Now look at the pedographs. BIG difference from left to right. Good tripod on right with clear markings over the calcaneus, the head of 5th metetarsal and the head of 1st metatarsals.  But I thought you said he had an UNCOMPENSATED forefoot valgus ?  Look at the shape of the forefoot print. It is very different from right to left. Remember, with a forefoot valgus, the medial side of the foot hits the ground before the lateral side most of the time,

How about the left? Look at all that metatarsal pressure. Looks like a loss of ankle rocker. Think that might be causing some of that left sided foot pain? Notice the print under the 1st metatarsal is even greater; and look at all that printing of the 5th metatarsal head. Remember, this is the shorter leg side, so this foot will have a tendency to supinate more, thus he increased pressures laterally.

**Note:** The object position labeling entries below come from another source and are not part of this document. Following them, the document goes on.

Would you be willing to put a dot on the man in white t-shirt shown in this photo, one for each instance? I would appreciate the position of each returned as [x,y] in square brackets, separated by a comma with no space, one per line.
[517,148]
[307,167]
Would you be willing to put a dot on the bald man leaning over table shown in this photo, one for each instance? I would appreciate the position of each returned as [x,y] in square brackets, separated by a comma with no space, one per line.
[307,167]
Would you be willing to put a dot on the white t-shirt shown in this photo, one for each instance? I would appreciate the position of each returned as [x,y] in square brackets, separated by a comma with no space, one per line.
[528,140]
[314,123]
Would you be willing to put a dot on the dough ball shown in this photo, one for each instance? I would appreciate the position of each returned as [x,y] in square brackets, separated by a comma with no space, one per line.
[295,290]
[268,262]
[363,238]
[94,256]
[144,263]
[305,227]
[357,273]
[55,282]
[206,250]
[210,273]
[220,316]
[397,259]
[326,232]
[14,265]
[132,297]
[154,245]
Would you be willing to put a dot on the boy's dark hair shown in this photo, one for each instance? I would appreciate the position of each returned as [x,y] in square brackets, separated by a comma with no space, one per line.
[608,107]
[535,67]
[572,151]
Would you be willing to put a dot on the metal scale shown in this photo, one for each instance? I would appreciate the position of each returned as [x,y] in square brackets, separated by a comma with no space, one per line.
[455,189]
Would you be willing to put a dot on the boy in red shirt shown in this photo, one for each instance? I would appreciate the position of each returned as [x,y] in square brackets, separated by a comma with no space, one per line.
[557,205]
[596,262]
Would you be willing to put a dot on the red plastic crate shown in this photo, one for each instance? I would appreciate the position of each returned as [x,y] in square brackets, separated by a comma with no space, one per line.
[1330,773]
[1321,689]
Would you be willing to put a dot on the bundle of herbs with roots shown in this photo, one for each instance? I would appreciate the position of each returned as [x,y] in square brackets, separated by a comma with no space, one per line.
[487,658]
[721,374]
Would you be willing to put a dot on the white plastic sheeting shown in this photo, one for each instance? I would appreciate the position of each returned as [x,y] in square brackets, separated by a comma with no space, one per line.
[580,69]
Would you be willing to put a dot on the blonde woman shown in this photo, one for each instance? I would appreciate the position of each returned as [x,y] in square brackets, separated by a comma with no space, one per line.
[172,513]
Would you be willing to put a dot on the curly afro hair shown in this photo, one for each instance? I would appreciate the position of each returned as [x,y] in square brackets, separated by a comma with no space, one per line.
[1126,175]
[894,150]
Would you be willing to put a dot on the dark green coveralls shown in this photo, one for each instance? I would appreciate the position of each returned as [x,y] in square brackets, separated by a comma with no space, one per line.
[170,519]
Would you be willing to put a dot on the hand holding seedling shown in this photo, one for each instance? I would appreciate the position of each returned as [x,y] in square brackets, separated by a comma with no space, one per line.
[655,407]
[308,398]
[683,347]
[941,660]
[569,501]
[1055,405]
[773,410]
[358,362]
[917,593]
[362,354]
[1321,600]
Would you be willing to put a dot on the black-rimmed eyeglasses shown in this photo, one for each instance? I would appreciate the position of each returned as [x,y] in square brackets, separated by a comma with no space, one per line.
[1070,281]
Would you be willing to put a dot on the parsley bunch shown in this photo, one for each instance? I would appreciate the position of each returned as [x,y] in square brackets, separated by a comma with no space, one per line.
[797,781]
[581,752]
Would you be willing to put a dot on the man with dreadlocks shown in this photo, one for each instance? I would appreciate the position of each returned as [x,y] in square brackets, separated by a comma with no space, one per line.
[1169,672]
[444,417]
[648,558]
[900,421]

Achilles tendonitis?  Stand on one leg on your foot tripod and rock between the head of your 1st metatrsal and head of the 5th.  Where do you feel the strain? The gastroc/soleus and peroneals. Now put all your weight on the lead of the 1st metatarsal. What do you notice? The foot is everted. What everts the foot? The peroneals. So, if the foot is everted (like in the forefoot valgus), what muscle is left to shoulder the load? Remember also, that the gatroc/soleus group contracts from mid to late stance phase to invert the heel and assist with supination of the foot.

The Gait Guys. Your guiding light to gait literacy and competency.